Der Bericht des Kunden eröffnet ihm vielleicht die Möglichkeit, konkrete Fragen einzustreuen, um Anknüpfungspunkte zu finden, ein entsprechendes Produkt aus dem Frei- und Sichtwahlbereich vorzustellen.

Eine weitere Option ist, die Gleichgültigkeit durch Emotionalisierung aufzubrechen:

  • mit Humor: "So rundum zufrieden möchte ich auch mal sein! Sollen wir die Rollen tauschen, und Sie beraten mich?"
  • das Kind beim Namen nennen: "Warum dieses Desinteresse? Aber ich kann Sie schon verstehen, ich habe einmal selbst erlebt …"

Phase 3: Situation des Kunden hinterfragen

Wenn es gelungen ist, die gleichgültige Haltung des Kunden zu mildern, verfügt der Apotheker über Ansatzpunkte und Informationen, die es ihm erlauben, die Situation des Kunden zu hinterfragen. "Was Sie sagen, ist hochinteressant. Bei dem, was Sie erzählt haben, ist mir nur ein Punkt aufgefallen, der zeigt, dass Sie vielleicht doch noch einen Verbesserungsbedarf haben. Sie sagten, Sie mögen es nicht, wenn die Halsschmerztabletten zu scharf sind."

Wichtig dabei: Der Apotheker muss dem Kunden verdeutlichen, dass es ihm nicht darum geht, sich auf Kosten des Wettbewerbers zu profilieren: "Es ist aber durchaus möglich, dass ich Ihnen mit diesen Halsschmerztabletten zwar keine bessere, aber doch eine zusätzliche oder ergänzende Lösung bieten kann. Denn sie sind wirklich nicht scharf."

Nun soll der Kunde entscheiden, ob der Apotheker tatsächlich einen Bereich angesprochen hat, in dem er sich eine Verbesserung vorstellen kann.

Phase 4: Möglichkeit der Verbesserung konkretisieren

Jetzt ist die Fähigkeit des Apothekers gefragt, die Vorteile und den Nutzen des von ihm bevorzugten Produkts konkret aufzuzeigen. Und hier befindet sich der Apotheker auf dem Weg zu einem "normalen" Kundengespräch.

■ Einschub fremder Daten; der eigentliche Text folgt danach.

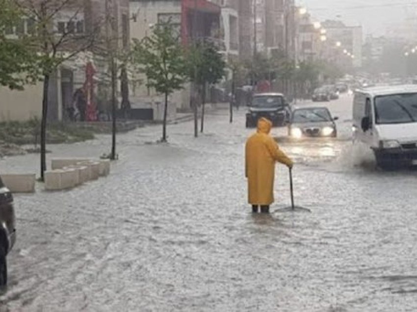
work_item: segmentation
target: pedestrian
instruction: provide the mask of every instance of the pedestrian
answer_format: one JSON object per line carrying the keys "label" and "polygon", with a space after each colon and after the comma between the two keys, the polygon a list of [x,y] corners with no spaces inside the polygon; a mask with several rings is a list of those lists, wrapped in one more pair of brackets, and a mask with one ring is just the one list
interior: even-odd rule
{"label": "pedestrian", "polygon": [[80,121],[85,121],[87,100],[82,88],[79,88],[74,95],[74,103],[78,112]]}
{"label": "pedestrian", "polygon": [[261,118],[258,122],[257,133],[246,141],[245,174],[248,179],[249,202],[254,213],[268,213],[274,202],[275,163],[292,168],[293,163],[269,134],[272,123]]}

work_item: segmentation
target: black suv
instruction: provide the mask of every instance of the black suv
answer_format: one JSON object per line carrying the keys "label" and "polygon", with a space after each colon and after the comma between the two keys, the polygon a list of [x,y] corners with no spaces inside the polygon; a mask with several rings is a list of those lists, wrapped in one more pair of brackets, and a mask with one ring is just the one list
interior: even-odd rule
{"label": "black suv", "polygon": [[16,217],[13,197],[0,177],[0,287],[7,284],[6,257],[16,241]]}
{"label": "black suv", "polygon": [[259,93],[253,96],[246,114],[246,128],[257,127],[258,120],[264,117],[276,127],[285,126],[289,120],[289,104],[281,93]]}

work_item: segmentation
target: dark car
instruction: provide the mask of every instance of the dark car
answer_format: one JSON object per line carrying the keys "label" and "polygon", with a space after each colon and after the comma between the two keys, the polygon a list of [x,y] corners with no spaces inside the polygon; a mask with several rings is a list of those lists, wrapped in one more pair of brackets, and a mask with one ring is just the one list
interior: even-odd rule
{"label": "dark car", "polygon": [[339,91],[338,91],[336,86],[327,84],[323,86],[323,87],[329,91],[329,93],[330,94],[330,100],[337,100],[339,98]]}
{"label": "dark car", "polygon": [[288,127],[288,135],[303,137],[336,137],[335,121],[327,107],[307,107],[294,109]]}
{"label": "dark car", "polygon": [[7,283],[6,257],[16,240],[16,218],[11,192],[0,177],[0,286]]}
{"label": "dark car", "polygon": [[246,114],[246,128],[256,127],[258,120],[264,117],[274,126],[283,126],[290,115],[289,105],[281,93],[255,94]]}
{"label": "dark car", "polygon": [[321,102],[330,101],[330,92],[325,88],[317,88],[313,92],[312,100],[313,102]]}
{"label": "dark car", "polygon": [[349,91],[349,86],[347,83],[339,82],[336,83],[336,89],[339,92],[339,93],[346,93]]}

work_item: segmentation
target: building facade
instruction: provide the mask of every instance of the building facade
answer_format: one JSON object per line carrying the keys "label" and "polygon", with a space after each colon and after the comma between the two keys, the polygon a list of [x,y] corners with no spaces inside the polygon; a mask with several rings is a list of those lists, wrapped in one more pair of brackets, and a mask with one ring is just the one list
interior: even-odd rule
{"label": "building facade", "polygon": [[[22,0],[24,2],[24,0]],[[51,2],[53,3],[53,2]],[[35,3],[36,4],[36,3]],[[51,6],[53,4],[51,4]],[[50,31],[56,33],[57,40],[64,34],[82,36],[89,33],[100,23],[102,27],[94,31],[101,32],[97,35],[95,46],[89,51],[85,51],[67,60],[62,63],[56,72],[51,76],[49,88],[48,118],[52,121],[61,121],[69,118],[68,108],[73,106],[73,95],[75,90],[82,88],[86,83],[87,64],[91,62],[96,67],[94,89],[97,93],[97,87],[104,81],[107,75],[101,75],[101,71],[108,71],[105,67],[100,68],[96,60],[98,58],[96,48],[105,41],[103,39],[108,35],[108,21],[111,21],[112,42],[118,49],[128,47],[130,41],[129,19],[130,16],[128,0],[79,0],[71,2],[68,6],[55,9],[49,8],[53,13],[51,21]],[[55,11],[56,10],[56,11]],[[12,26],[7,30],[6,35],[10,38],[18,38],[21,34],[31,35],[31,19],[25,18],[19,25]],[[78,49],[76,41],[66,39],[72,44],[62,45],[60,52],[70,54]],[[99,49],[101,50],[101,49]],[[100,57],[98,57],[100,58]],[[0,121],[26,120],[32,118],[40,118],[42,114],[43,84],[39,82],[34,85],[27,86],[25,90],[16,91],[0,87]],[[13,99],[13,101],[10,101]],[[94,99],[95,102],[96,99]]]}

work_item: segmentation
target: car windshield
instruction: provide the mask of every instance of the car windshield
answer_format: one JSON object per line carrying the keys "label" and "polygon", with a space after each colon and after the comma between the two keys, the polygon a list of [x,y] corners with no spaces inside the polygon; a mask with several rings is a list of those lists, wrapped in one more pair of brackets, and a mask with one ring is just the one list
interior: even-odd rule
{"label": "car windshield", "polygon": [[260,108],[272,108],[284,106],[284,99],[280,96],[254,97],[252,106]]}
{"label": "car windshield", "polygon": [[332,117],[327,108],[297,109],[292,115],[292,122],[295,123],[331,121]]}
{"label": "car windshield", "polygon": [[417,122],[417,93],[377,97],[375,110],[378,124]]}

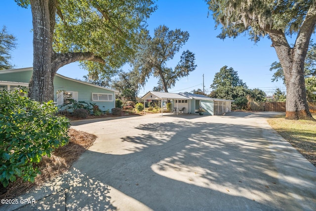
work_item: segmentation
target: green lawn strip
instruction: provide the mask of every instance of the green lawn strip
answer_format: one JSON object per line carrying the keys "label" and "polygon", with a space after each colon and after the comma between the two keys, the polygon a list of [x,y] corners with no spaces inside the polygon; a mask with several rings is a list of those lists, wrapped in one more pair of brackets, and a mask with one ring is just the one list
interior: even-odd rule
{"label": "green lawn strip", "polygon": [[[316,119],[316,114],[313,116]],[[284,117],[268,120],[271,127],[316,166],[316,121],[287,120]]]}

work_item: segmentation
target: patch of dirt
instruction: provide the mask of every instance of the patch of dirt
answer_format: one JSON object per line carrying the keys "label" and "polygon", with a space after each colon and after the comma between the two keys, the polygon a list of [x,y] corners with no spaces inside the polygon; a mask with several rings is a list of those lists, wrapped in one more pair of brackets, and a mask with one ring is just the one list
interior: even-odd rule
{"label": "patch of dirt", "polygon": [[67,171],[81,154],[93,144],[97,136],[85,132],[71,128],[68,132],[70,139],[68,144],[56,149],[50,158],[44,156],[38,166],[41,174],[35,178],[35,182],[23,182],[19,178],[4,188],[0,186],[0,199],[12,199],[32,188]]}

In der Praxis kommt es vor, dass im Laufe des Gesprächs das Interessependel des Kunden doch wieder in Richtung Gleichgültigkeit ausschlägt. Der Apotheker sollte in jeder Phase des Dialogs bedenken, wo er "herkommt": nämlich von einem fast gescheiterten Gespräch mit einem desinteressierten Kunden, der nahe davor stand, die Apotheke zu verlassen.

Fazit: Der Umgang mit gleichgültigen Kunden erfordert ein sensibles Vorgehen mit Fingerspitzengefühl. Je mehr der Apotheker über die Situation des Kunden herausbekommt, umso besser kann er erfolgreich auf das gleichgültige Verhalten reagieren.